Pour finir, nous abordons la vision de Julien en matière de durabilité. Selon lui, la fracture ville-campagne se fait ressentir en Suisse, comme l’illustre l’initiative populaire fédérale “Pour une Suisse libre de pesticides de synthèse”, qui sera votée en février 2021 (2).

“ Les urbains ont diabolisé la campagne et les agriculteurs. Les magazines et réseaux sociaux véhiculent l’image d’une agriculture idéale, non mécanisée et à petite échelle. Mais n’oublions pas qu’en Suisse, 1,5% de la population produit à manger pour le 100%. ”

Une Suisse libre de pesticides, oui, mais au prix d’importations de masse ? La Suisse importe déjà 50% de son alimentation, pire taux d’autosuffisance après le Japon (3), ce serait une folie pour sa balance commerciale. “L’émotionnel doit laisser place au pragmatisme”, selon Julien.
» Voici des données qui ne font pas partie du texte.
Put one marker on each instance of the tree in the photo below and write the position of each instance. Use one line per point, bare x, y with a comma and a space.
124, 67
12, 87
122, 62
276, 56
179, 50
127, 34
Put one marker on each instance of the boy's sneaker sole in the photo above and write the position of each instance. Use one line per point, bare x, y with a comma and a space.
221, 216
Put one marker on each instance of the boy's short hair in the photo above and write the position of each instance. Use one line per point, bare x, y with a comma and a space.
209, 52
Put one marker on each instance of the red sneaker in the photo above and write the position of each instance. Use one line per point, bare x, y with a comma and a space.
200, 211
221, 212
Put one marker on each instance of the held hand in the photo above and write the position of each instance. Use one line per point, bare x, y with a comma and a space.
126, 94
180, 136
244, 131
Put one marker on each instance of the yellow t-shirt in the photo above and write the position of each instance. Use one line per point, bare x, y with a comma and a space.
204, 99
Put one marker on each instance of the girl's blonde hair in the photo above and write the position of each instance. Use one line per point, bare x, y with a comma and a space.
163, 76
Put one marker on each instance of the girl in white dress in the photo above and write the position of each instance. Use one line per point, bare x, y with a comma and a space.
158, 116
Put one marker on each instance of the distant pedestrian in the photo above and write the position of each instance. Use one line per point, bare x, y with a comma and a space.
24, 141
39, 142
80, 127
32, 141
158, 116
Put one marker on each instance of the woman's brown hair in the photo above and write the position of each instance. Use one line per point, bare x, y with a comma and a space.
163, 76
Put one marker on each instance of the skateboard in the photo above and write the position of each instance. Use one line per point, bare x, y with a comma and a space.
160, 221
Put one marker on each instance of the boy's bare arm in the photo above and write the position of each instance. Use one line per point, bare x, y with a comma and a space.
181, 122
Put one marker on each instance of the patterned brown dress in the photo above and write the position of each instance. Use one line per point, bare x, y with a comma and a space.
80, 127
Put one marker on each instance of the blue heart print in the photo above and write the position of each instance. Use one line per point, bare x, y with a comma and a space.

Le bon sens paysan. Les agriculteurs ont “beaucoup de pression de toutes parts”. “ On essaye de faire bien”, conclut-t-il, la voix légèrement emportée par l’émotion.

Un exemple ? L’adaptation des techniques d’ensemencement, probablement passée inaperçue aux yeux du quidam. Les nouvelles machines agricoles permettent désormais une “agriculture de conservation” évitant un labourage des sols, intensif et appauvrissant pour la matière organique. On arrive désormais à planter des graines à la surface de la terre, sur un sol vivant, avec des semoirs de nouvelle génération en imitant la précision humaine. Sols plus riches, coûts d’implémentation plus faibles, captage carbone plus important, des avantages concrets pour une agriculture plus durable.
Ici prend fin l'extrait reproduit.